In light of this challenging market environment, average monthly exports of black metal products from Russia have plummeted to around 25% of production. Khudalov notes that prices are comfortable for Russian producers when they exceed $500 per tonne, as the real cost of producing 1 tonne of hot-rolled coil is in the range of $400 per tonne. Therefore, current prices, considering transportation costs, give producers a near-zero profit margin. Additionally, oversupply of Chinese hot-rolled coil and the strengthening ruble contribute to the decrease in exports.
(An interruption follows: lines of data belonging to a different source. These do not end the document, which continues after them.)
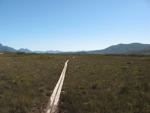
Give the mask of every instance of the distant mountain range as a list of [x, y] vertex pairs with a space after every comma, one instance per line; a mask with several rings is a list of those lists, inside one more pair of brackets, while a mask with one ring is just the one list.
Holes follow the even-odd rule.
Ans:
[[17, 50], [0, 44], [0, 52], [17, 52]]
[[89, 51], [91, 54], [150, 54], [150, 44], [131, 43], [110, 46], [103, 50]]
[[21, 53], [49, 53], [49, 54], [145, 54], [150, 55], [150, 44], [131, 43], [131, 44], [118, 44], [110, 46], [103, 50], [95, 51], [78, 51], [78, 52], [62, 52], [62, 51], [31, 51], [29, 49], [21, 48], [16, 50], [12, 47], [0, 44], [0, 52], [21, 52]]
[[31, 51], [29, 49], [25, 49], [25, 48], [21, 48], [19, 50], [14, 49], [12, 47], [9, 46], [4, 46], [2, 44], [0, 44], [0, 53], [16, 53], [16, 52], [20, 52], [20, 53], [53, 53], [53, 54], [57, 54], [57, 53], [61, 53], [61, 51], [53, 51], [53, 50], [48, 50], [48, 51]]

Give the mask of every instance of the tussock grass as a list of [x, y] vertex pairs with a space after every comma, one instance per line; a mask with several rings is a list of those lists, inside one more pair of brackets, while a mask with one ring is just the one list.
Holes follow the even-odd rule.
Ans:
[[76, 56], [63, 90], [60, 113], [150, 113], [150, 57]]
[[0, 113], [42, 113], [68, 58], [60, 113], [150, 113], [149, 56], [35, 54], [0, 55]]
[[67, 57], [0, 55], [0, 113], [42, 113]]

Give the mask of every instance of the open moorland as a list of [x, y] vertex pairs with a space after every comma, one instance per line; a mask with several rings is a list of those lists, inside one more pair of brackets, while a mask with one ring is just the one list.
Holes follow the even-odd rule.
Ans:
[[42, 113], [66, 56], [0, 55], [0, 113]]
[[150, 113], [150, 57], [76, 56], [63, 91], [60, 113]]
[[0, 55], [0, 113], [43, 113], [71, 59], [59, 113], [150, 113], [150, 56]]

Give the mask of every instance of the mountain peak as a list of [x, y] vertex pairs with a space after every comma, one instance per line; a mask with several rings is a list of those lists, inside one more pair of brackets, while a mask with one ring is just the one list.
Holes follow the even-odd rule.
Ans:
[[27, 49], [27, 48], [21, 48], [18, 50], [19, 52], [24, 52], [24, 53], [31, 53], [32, 51]]
[[0, 52], [16, 52], [14, 48], [8, 47], [8, 46], [3, 46], [0, 43]]

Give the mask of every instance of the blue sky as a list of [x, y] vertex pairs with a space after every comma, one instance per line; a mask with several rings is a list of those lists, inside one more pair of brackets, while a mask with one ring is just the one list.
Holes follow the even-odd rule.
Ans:
[[0, 43], [31, 50], [97, 50], [150, 43], [150, 0], [0, 0]]

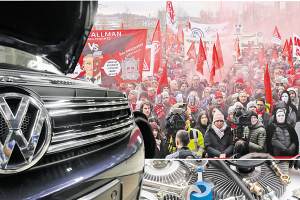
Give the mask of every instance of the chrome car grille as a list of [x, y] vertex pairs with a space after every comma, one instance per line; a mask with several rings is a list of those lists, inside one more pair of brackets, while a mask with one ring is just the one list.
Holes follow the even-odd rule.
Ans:
[[53, 120], [48, 154], [123, 136], [134, 128], [126, 99], [112, 101], [45, 101]]

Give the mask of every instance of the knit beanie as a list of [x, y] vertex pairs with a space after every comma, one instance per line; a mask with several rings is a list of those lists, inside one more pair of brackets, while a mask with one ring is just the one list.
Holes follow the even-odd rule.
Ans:
[[141, 93], [140, 93], [140, 98], [141, 97], [146, 97], [146, 98], [148, 98], [148, 93], [146, 92], [146, 91], [142, 91]]
[[224, 120], [224, 115], [220, 112], [219, 109], [217, 109], [216, 112], [215, 112], [215, 114], [214, 114], [213, 124], [215, 123], [215, 121], [218, 121], [218, 120], [225, 121]]
[[152, 129], [156, 129], [156, 130], [160, 131], [159, 126], [155, 122], [149, 122], [149, 124], [152, 127]]
[[247, 110], [249, 110], [249, 108], [250, 108], [251, 106], [255, 106], [255, 107], [256, 107], [255, 101], [250, 101], [250, 102], [247, 104]]
[[228, 116], [230, 115], [230, 113], [234, 112], [235, 108], [236, 108], [235, 106], [230, 106], [228, 108]]
[[139, 94], [139, 91], [137, 90], [131, 90], [129, 93], [132, 93], [136, 99], [138, 99], [138, 94]]

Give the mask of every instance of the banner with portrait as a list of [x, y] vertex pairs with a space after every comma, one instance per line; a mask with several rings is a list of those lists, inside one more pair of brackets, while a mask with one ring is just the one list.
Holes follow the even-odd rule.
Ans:
[[140, 82], [146, 39], [147, 29], [92, 30], [69, 76], [95, 84]]

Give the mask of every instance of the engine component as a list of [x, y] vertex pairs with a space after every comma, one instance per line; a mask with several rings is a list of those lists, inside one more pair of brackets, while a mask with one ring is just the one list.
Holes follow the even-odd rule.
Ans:
[[275, 192], [269, 186], [267, 186], [267, 191], [268, 191], [268, 195], [269, 195], [270, 199], [278, 200]]
[[[203, 180], [212, 186], [213, 199], [220, 200], [244, 195], [236, 182], [226, 172], [220, 170], [218, 166], [212, 165], [212, 163], [209, 161], [209, 167], [202, 174]], [[266, 194], [267, 186], [272, 187], [277, 197], [281, 197], [285, 192], [287, 185], [281, 183], [267, 163], [263, 163], [260, 166], [252, 166], [249, 169], [247, 169], [246, 165], [242, 168], [242, 164], [237, 167], [233, 163], [235, 162], [226, 162], [240, 179], [247, 178], [251, 182], [258, 182], [264, 189], [261, 196], [253, 194], [252, 199], [262, 200]], [[288, 166], [285, 163], [278, 163], [277, 165], [282, 169], [284, 174], [288, 174]]]
[[229, 197], [229, 198], [221, 199], [221, 200], [246, 200], [246, 197], [245, 196]]
[[[197, 169], [179, 160], [148, 160], [145, 162], [144, 179], [175, 186], [187, 186], [197, 177]], [[197, 179], [194, 181], [196, 182]], [[193, 182], [193, 183], [194, 183]]]
[[261, 195], [264, 191], [258, 182], [252, 183], [250, 180], [243, 178], [243, 183], [250, 189], [251, 193]]
[[293, 190], [293, 196], [300, 198], [300, 189]]
[[192, 193], [190, 195], [191, 200], [211, 200], [212, 199], [212, 191], [211, 187], [208, 183], [203, 181], [198, 181], [194, 183], [201, 190], [201, 193]]
[[284, 184], [290, 184], [291, 183], [290, 176], [287, 175], [287, 174], [284, 174], [282, 169], [274, 161], [271, 162], [270, 167], [273, 169], [275, 174], [280, 177], [280, 181], [282, 183], [284, 183]]

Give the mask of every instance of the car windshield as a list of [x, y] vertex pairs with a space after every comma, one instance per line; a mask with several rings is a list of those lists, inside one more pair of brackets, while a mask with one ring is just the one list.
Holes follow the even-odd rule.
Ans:
[[56, 74], [63, 74], [54, 65], [44, 60], [40, 56], [36, 56], [25, 51], [1, 45], [0, 63], [15, 65], [24, 68], [31, 68], [41, 71], [48, 71]]

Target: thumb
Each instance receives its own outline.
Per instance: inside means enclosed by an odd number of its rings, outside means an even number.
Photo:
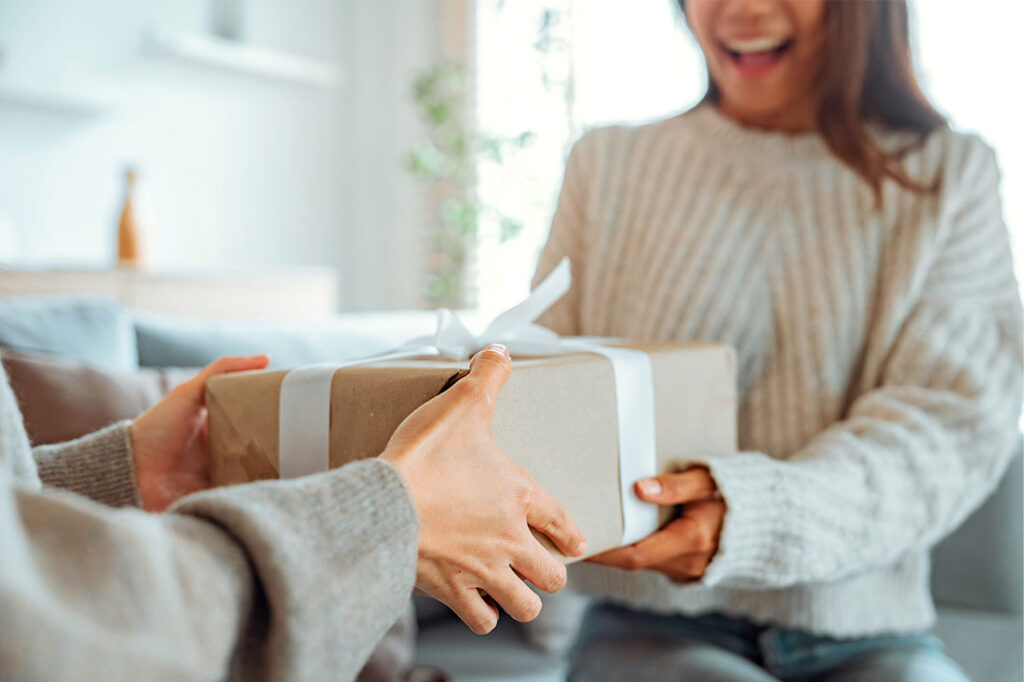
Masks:
[[[492,343],[473,356],[469,363],[467,379],[479,382],[484,391],[496,399],[502,386],[512,374],[512,359],[508,348],[500,343]]]
[[[205,381],[217,374],[228,374],[230,372],[244,372],[253,369],[266,369],[270,364],[270,356],[262,355],[226,355],[217,358],[199,372],[199,376]]]
[[[640,499],[660,505],[674,505],[702,500],[718,491],[715,479],[704,467],[677,474],[661,474],[636,483]]]
[[[246,355],[246,356],[224,356],[219,357],[206,367],[203,367],[194,377],[178,386],[179,395],[184,396],[190,402],[202,403],[206,380],[218,374],[230,372],[243,372],[253,369],[266,369],[270,362],[269,355]]]

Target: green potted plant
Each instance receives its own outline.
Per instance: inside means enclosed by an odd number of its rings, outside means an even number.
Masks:
[[[498,225],[502,241],[522,229],[516,218],[480,199],[477,164],[501,163],[507,154],[529,145],[533,133],[496,136],[479,130],[471,79],[464,67],[451,62],[416,77],[413,101],[425,136],[410,152],[408,168],[432,190],[435,209],[426,234],[425,298],[434,307],[469,307],[475,302],[470,273],[482,221]]]

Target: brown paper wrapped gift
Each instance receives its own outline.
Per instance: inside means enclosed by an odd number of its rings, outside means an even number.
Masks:
[[[626,347],[650,356],[660,472],[693,455],[736,449],[731,348]],[[467,368],[468,362],[429,358],[338,370],[331,380],[331,468],[380,454],[409,413]],[[277,478],[278,398],[286,374],[247,372],[207,383],[215,485]],[[599,355],[516,359],[495,408],[498,444],[565,505],[590,555],[617,547],[622,537],[614,391],[611,363]]]

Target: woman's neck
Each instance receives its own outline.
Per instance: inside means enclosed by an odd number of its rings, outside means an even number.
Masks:
[[[726,99],[715,104],[722,114],[740,125],[781,133],[806,133],[818,129],[817,108],[813,105],[772,112],[742,111]]]

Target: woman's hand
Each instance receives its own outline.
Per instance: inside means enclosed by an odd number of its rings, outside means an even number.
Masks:
[[[210,485],[206,380],[263,369],[269,361],[266,355],[218,358],[132,422],[132,456],[146,511],[163,511],[179,497]]]
[[[531,534],[564,554],[585,551],[565,509],[495,444],[494,403],[508,380],[508,351],[489,346],[469,374],[413,412],[381,459],[405,478],[420,518],[416,587],[447,604],[477,634],[498,621],[492,598],[519,621],[565,585],[565,566]]]
[[[640,542],[591,557],[589,561],[628,571],[651,569],[678,583],[700,580],[718,550],[725,501],[704,467],[638,481],[645,502],[680,505],[678,518]]]

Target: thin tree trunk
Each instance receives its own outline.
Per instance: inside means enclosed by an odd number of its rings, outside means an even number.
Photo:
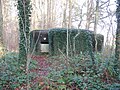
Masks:
[[[117,30],[116,30],[116,49],[115,49],[115,70],[117,72],[118,62],[120,62],[120,0],[117,0],[117,10],[116,10],[116,17],[117,17]],[[120,66],[119,66],[120,68]]]
[[[87,20],[86,20],[86,29],[89,29],[89,26],[90,26],[90,18],[89,18],[89,6],[90,6],[90,3],[89,3],[89,0],[87,0]]]
[[[71,12],[72,12],[72,0],[69,0],[69,24],[68,24],[68,28],[71,28],[72,25],[72,21],[71,21]]]
[[[98,13],[99,13],[99,0],[96,1],[96,10],[95,10],[95,22],[94,22],[94,37],[95,37],[95,51],[97,52],[97,24],[98,24]]]
[[[2,14],[2,2],[1,2],[1,0],[0,0],[0,44],[3,45],[3,14]]]
[[[47,28],[51,28],[51,0],[47,0]]]
[[[63,22],[62,22],[62,27],[63,28],[67,27],[66,10],[67,10],[67,0],[66,0],[66,3],[64,3]]]
[[[86,29],[90,28],[90,24],[93,16],[93,0],[87,0],[87,19],[86,19]]]
[[[51,28],[54,27],[54,2],[54,0],[51,1]]]

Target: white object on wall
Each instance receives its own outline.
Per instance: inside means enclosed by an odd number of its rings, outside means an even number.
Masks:
[[[41,52],[49,52],[49,44],[41,44]]]

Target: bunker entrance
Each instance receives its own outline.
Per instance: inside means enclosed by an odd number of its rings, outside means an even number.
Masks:
[[[40,54],[49,52],[48,30],[33,30],[30,32],[30,51]]]

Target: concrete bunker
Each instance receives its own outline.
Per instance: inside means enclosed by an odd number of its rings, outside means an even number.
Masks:
[[[49,51],[48,30],[30,32],[30,49],[31,52],[37,53]]]

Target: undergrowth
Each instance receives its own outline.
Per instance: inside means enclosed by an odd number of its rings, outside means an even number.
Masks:
[[[66,58],[52,57],[50,73],[45,83],[39,84],[40,90],[119,90],[120,81],[114,71],[114,56],[102,58],[95,54],[95,66],[89,55],[77,55]],[[96,72],[95,72],[96,71]]]
[[[36,62],[31,60],[30,69],[36,67]],[[0,90],[15,90],[26,86],[27,77],[32,80],[35,73],[27,76],[23,64],[18,63],[18,53],[6,53],[0,58]],[[19,89],[18,89],[19,90]]]
[[[40,77],[32,85],[36,74],[28,74],[30,90],[119,90],[120,79],[116,78],[114,55],[103,58],[97,53],[94,56],[94,66],[90,56],[82,53],[69,58],[50,57],[47,76]],[[32,60],[29,69],[36,68],[36,63]],[[0,90],[21,90],[26,87],[27,77],[24,66],[18,64],[17,53],[7,53],[0,58]]]

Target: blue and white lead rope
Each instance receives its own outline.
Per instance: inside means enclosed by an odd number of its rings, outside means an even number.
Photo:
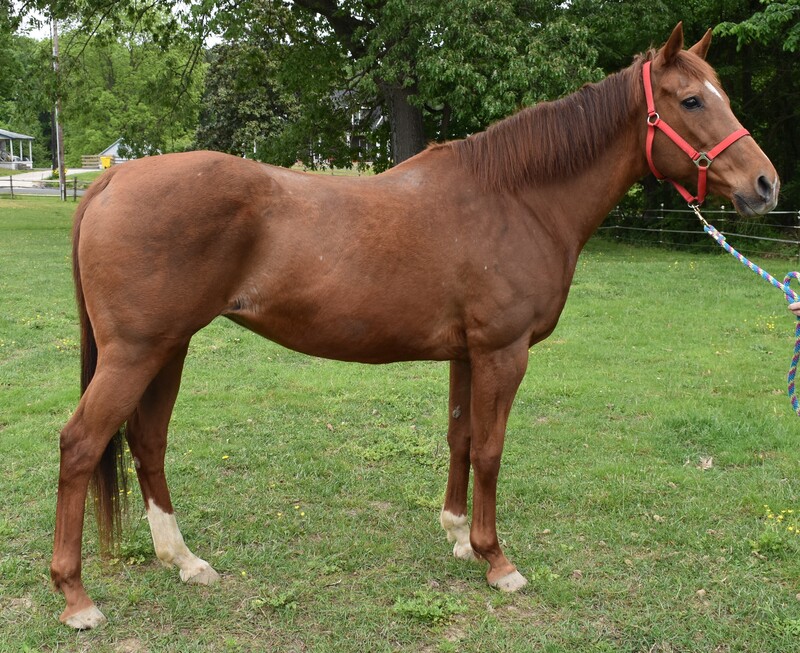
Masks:
[[[705,231],[709,236],[711,236],[717,244],[722,247],[728,254],[733,256],[737,261],[739,261],[742,265],[750,268],[753,272],[759,275],[765,281],[769,281],[773,286],[780,289],[784,296],[786,297],[786,301],[790,304],[796,301],[800,301],[800,297],[798,297],[797,293],[792,290],[789,285],[792,282],[792,279],[796,281],[800,281],[800,272],[789,272],[784,279],[783,283],[778,281],[775,277],[773,277],[769,272],[764,270],[763,268],[758,267],[755,263],[749,260],[747,257],[742,256],[739,252],[737,252],[733,247],[728,244],[728,241],[725,240],[725,236],[723,236],[716,227],[710,225],[703,215],[700,213],[700,209],[697,206],[690,205],[694,210],[697,217],[700,218],[700,222],[703,223],[703,231]],[[797,399],[797,390],[795,388],[794,377],[797,375],[797,364],[800,361],[800,316],[797,318],[797,323],[794,329],[794,355],[792,356],[792,363],[789,366],[789,374],[787,375],[787,392],[789,394],[789,400],[792,402],[792,408],[794,412],[800,417],[800,401]]]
There's some hope for demand to pick up in the second quarter due to seasonality and activities on the export front, according to Krasnοжеnov. However, the overall trend in the Russian steel industry remains dire, with a decrease in demand from key sectors like construction, machine building, and automotive. To improve the situation, a reduction in the key interest rate and potential tax incentives for large projects with significant metal volumes could be crucial. But for now, Russian steel producers are faced with the challenge of maintaining profitability and avoiding social unrest, especially as they deal with prolonged payment delays, increased costs, and decreased external demand. 🚧🚧🚧 [Content Notice: Discussion of economic downturn, job losses, and indirect reference to financial hardship.]

Additional Insights 💡

  • The U.S. import tariff has had significant consequences on the global steel market, causing price increases and capacity constraints in the U.S. while altering trade relations with major exporters such as China.
  • Chinese exports continue to exert downward pressure on global steel prices, leading to a decrease in profits for producers in other regions.
  • The strong ruble has contributed to increased production costs for Russian steel producers, further tightening their profit margins.
  • Weak demand from key sectors such as construction, machine building, and automotive in Russia is a significant challenge for the steel industry, potentially leading to long-term stagnation. 🚧🚧🚧 [Content Notice: Discussion of economic downturn, job losses, and financial hardship.]

Sources 🔗

  1. Rosstat Data: Steel Production in Russia in Q1 2025
  2. World Steel Association (WSA) data: Global Steel Production in Q1 2025
  3. Independent Expert: Maxim Khudalov
  4. Head of the securities market analytics department at Alfa Bank: Boris Krasnοженов
  5. Crude Stainless Steel Production and Exports in China: Reports and Analysis
  6. By 2025, experts predict that the Russian metallurgy industry will continue to struggle, with decreasing prices and weak demand from key sectors potentially leading to long-term stagnation.
  7. Analyst Maxim Khudalov suggests that Chinese exports, coupled with the strong ruble, are driving down global steel prices, causing a significant challenge for Russian producers.
  8. In an effort to improve the situation, reducing the key interest rate and offering tax incentives for large projects with significant metal volumes could be crucial, as proposed by Boris Krasnoyev, head of the securities market analytics department at Alfa Bank.
  9. The U.S. import tariff on steel has had far-reaching effects, causing price hikes and capacity constraints in the U.S. while redefining trade relations with major steel exporters such as China.
Russian domestic steel demand is dwindling, leading to diminished profitability in exports due to low prices, intense competition from China, and a stronger ruble. Allegedly, Russian steel manufactures are hiking their prices in response, our sources suggest.